April 9 Runoff for Commission Seat #4

Election night ended with a resounding ‘thunk.’ The two top vote-getters, Todd Weaver and Peter Weldon, will get do-overs in an April 9 runoff, since no candidate garnered more than 50 percent of the vote.

The unofficial breakdown from Orange County shows Weaver leading the pack with 2,589 votes, or 47.9 percent, trailed by Weldon at 2,383, or 44.1 percent, and Barbara Chandler with 431 votes, or 7.98 percent. Because there were three candidates, for one to declare a decisive victory would have required he or she received more than 50 percent of the vote.

What Does That Mean for US, The Voters?

We get do-overs, too. According to the Orange County Supervisor of Elections office, anyone who has a request on file for a Vote by Mail ballot will automatically receive another Vote by Mail ballot – one with two choices this time.

Go to https://www.ocfelections.com/ and right in the center of the page you will find information about the Winter Park runoff election April 9. You can use this site to confirm your registration and ensure you will receive a Vote by Mail ballot if you want one.

Vote by Mail ballots will be mailed out March 18. The elections office was not sure whether all five Winter Park polling places would be open April 9. The Voice will update this information as we receive it.

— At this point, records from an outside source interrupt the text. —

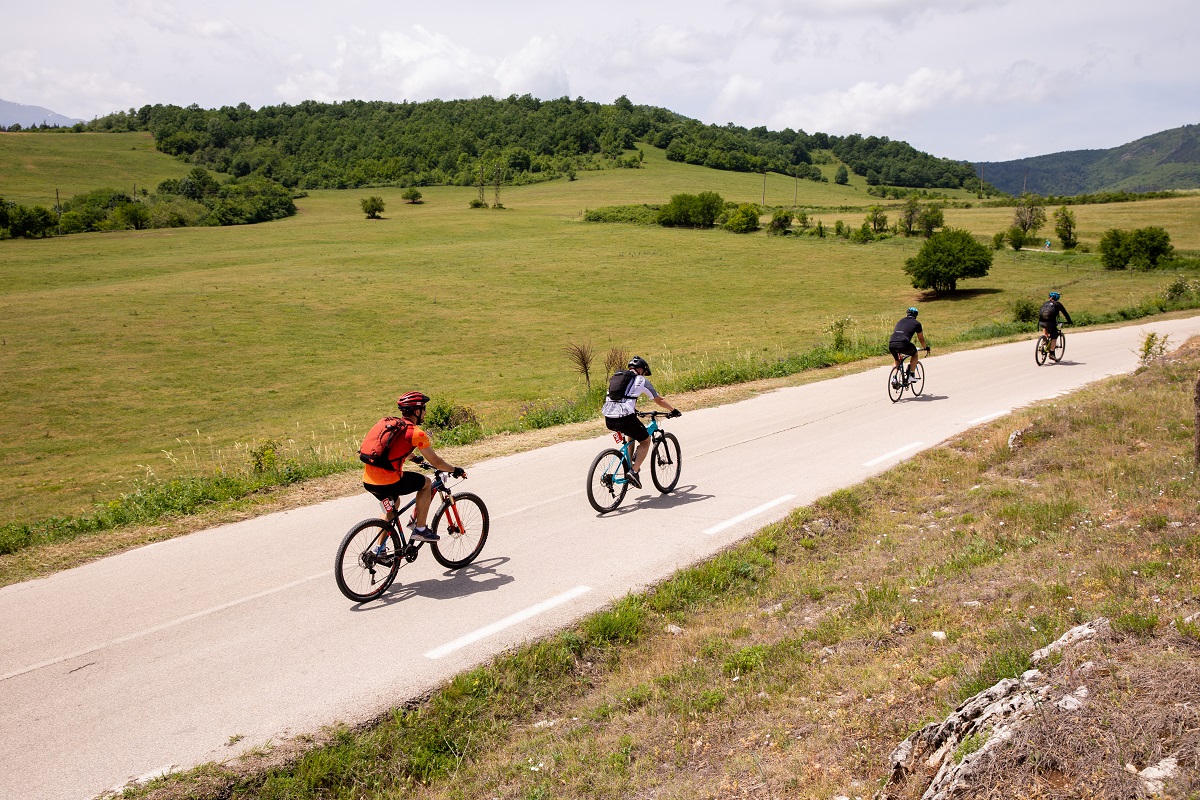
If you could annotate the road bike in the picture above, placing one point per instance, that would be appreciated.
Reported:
(1044, 350)
(609, 475)
(899, 379)
(373, 551)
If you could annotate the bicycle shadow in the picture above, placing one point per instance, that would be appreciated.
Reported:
(480, 576)
(673, 499)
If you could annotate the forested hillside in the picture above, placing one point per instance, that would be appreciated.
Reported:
(463, 142)
(1163, 161)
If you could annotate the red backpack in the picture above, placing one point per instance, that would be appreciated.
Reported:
(378, 441)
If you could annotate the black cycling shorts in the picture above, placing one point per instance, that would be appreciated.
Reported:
(628, 425)
(407, 483)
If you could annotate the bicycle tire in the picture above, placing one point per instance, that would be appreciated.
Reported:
(604, 492)
(358, 563)
(466, 531)
(666, 463)
(917, 383)
(895, 384)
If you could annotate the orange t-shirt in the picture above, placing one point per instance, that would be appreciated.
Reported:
(405, 443)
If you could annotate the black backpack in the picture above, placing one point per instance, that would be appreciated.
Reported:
(619, 384)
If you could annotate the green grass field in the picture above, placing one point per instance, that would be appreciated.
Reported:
(34, 166)
(167, 352)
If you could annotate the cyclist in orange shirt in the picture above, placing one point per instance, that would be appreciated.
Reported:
(388, 485)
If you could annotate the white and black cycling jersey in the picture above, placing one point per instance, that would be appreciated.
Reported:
(637, 386)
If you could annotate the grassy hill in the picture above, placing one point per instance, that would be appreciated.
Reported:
(36, 166)
(1163, 161)
(139, 355)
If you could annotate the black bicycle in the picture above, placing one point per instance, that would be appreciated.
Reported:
(609, 475)
(899, 379)
(373, 551)
(1048, 349)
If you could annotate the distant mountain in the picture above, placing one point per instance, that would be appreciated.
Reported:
(28, 116)
(1162, 161)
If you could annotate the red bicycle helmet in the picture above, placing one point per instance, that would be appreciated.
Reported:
(412, 400)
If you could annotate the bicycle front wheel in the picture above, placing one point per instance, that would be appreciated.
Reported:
(606, 481)
(666, 461)
(917, 383)
(895, 384)
(367, 560)
(462, 528)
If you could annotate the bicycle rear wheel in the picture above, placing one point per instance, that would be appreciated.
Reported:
(895, 384)
(666, 461)
(367, 560)
(1060, 347)
(917, 383)
(463, 533)
(606, 481)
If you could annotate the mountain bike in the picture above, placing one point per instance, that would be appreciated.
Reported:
(609, 475)
(899, 379)
(1047, 350)
(373, 551)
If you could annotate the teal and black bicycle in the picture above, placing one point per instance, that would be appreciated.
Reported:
(609, 476)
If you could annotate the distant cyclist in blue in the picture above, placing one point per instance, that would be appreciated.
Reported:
(900, 344)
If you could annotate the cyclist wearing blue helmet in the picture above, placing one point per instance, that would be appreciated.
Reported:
(901, 340)
(1048, 316)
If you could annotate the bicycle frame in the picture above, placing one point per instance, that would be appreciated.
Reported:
(625, 441)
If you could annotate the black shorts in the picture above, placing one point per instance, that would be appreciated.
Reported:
(407, 483)
(628, 425)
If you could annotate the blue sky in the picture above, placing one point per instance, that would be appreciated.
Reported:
(970, 79)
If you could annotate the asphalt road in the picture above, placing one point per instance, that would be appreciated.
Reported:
(201, 647)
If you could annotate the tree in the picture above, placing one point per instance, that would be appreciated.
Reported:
(948, 257)
(1030, 214)
(930, 218)
(1017, 238)
(780, 223)
(744, 220)
(877, 220)
(910, 215)
(372, 206)
(1065, 227)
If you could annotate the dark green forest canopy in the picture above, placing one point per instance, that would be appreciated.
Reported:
(359, 143)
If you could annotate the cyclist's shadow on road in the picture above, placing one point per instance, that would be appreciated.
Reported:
(676, 498)
(480, 576)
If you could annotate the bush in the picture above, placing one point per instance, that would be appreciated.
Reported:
(780, 223)
(372, 206)
(691, 210)
(744, 220)
(948, 257)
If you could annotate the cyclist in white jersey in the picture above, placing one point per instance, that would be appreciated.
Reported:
(621, 413)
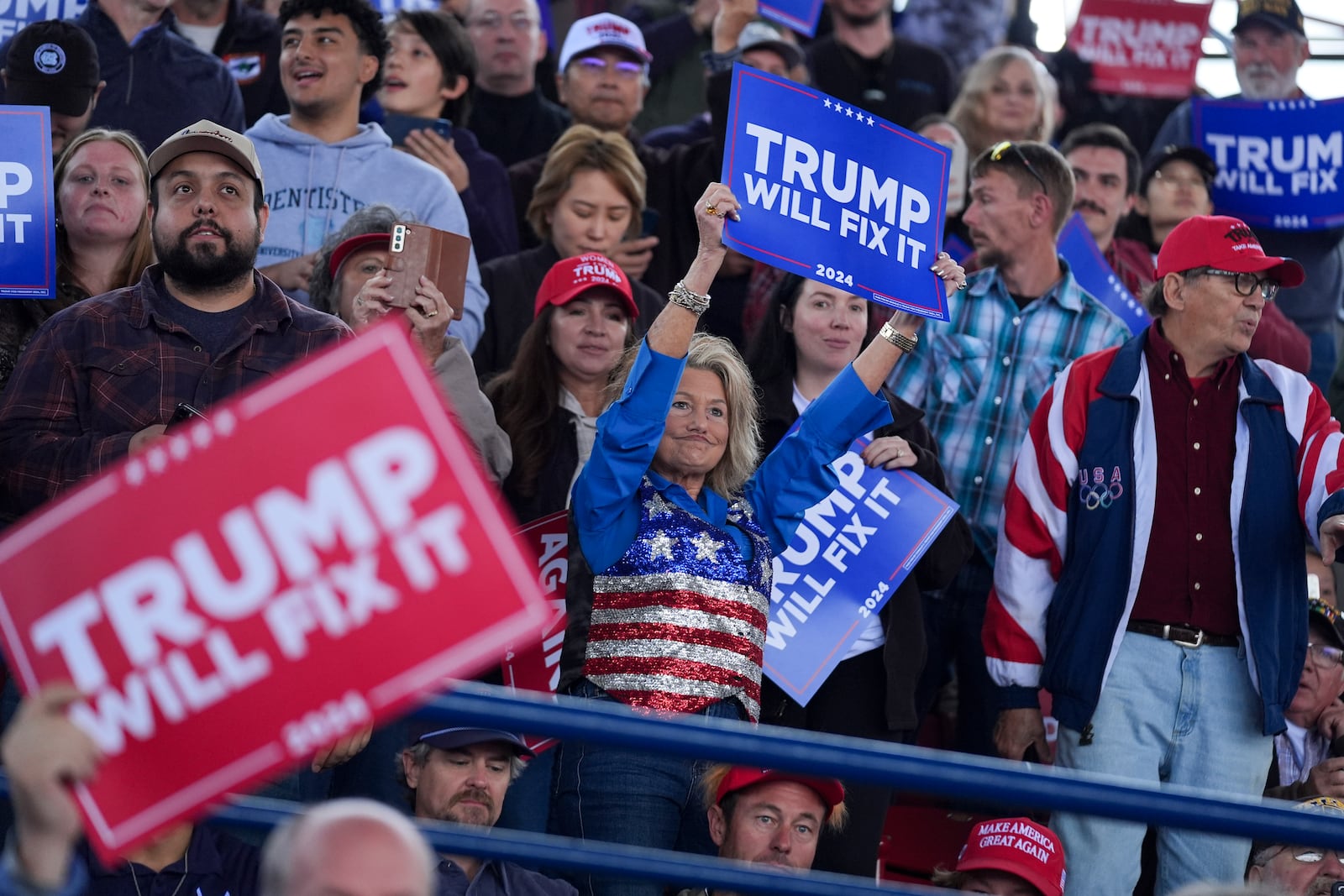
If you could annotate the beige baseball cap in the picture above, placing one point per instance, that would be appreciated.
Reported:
(206, 136)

The mood at last night’s post-election festivities was upbeat as campaigners vowed to keep waving their flags and placing yard signs.

Asked what her plans were going forward, Barbara Chandler said she had no specific plans, but expressed her gratitude to her community. “I was very proud that the community stepped up and proved themselves to be an asset to our city. We want to be taken seriously in the future and we plan to participate at this level and beyond,” said Chandler.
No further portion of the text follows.